Au niveau des marchandises, les articles les plus répandus dans le fret sont les produits périssables et les produits pharmaceutiques. «Pour ce type de produits, il n’y a pas d’autre alternative que l’avion. Pour les produits industriels, le choix va se faire en fonction des amendes de retard à l’arrivée. Le client va calculer le montant de l’astreinte si sa marchandise est transportée par bateau et arrive avec un mois de retard. Si c’est plus avantageux, la marchandise ira dans un conteneur. Dans le cas contraire, dans un avion-cargo», termine le broker.

Mais là encore, les bateaux et les conteneurs sont également sous tension et les temps de dépotage sont très longs. Du côté du rail, le train reliant l’Europe à l’Asie passe par la Biélorussie.

Le kérosène: 25,6% des coûts de Cargolux

Au Luxembourg, une société comme Cargolux n’échappe pas aux perturbations dans le domaine du fret aérien. D’autant plus que la compagnie aérienne luxembourgeoise assure régulièrement des vols vers Zhengzhou, en Chine.

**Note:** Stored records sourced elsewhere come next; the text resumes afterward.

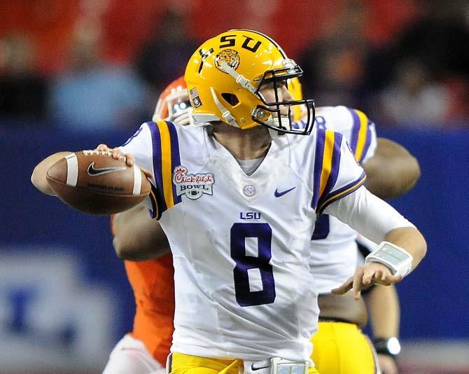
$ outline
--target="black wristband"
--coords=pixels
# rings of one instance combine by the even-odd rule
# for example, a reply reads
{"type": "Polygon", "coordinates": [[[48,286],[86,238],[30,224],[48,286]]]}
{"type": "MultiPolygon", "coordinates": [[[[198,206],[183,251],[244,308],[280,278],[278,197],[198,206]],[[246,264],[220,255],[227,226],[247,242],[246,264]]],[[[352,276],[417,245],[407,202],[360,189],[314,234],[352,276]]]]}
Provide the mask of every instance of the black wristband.
{"type": "Polygon", "coordinates": [[[374,338],[372,340],[376,352],[379,354],[386,354],[391,357],[397,356],[400,352],[399,340],[393,336],[391,338],[374,338]]]}

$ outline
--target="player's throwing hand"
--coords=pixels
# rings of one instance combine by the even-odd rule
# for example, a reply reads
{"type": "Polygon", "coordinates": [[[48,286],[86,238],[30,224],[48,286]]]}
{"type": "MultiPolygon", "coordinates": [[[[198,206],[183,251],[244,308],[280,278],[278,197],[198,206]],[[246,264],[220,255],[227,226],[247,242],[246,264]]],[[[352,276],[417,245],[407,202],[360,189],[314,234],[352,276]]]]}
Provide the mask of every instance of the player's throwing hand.
{"type": "Polygon", "coordinates": [[[370,284],[389,286],[401,280],[402,280],[402,275],[393,275],[389,268],[382,263],[365,263],[358,266],[354,276],[349,278],[340,286],[332,290],[332,293],[334,295],[343,295],[353,289],[355,298],[358,299],[363,287],[370,284]]]}

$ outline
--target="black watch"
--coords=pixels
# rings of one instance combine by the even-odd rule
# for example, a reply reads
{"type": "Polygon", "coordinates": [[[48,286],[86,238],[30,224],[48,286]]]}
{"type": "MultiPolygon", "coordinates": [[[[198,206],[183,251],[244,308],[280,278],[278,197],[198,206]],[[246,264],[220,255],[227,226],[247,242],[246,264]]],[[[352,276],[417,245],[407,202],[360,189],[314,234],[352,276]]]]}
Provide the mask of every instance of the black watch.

On peut d’ailleurs constater que les Boeing 747 passent au sud de la Russie, au niveau de Bakou ou de Dubaï, pour rallier l’Asie.

Interrogée sur les conséquences de l’ensemble sur son activité, Cargolux a uniquement souligné «prendre les mesures nécessaires pour se conformer aux restrictions imposées».

Dans son rapport annuel de 2020, on peut lire que la dépense en kérosène a représenté 25,6% des coûts opérationnels.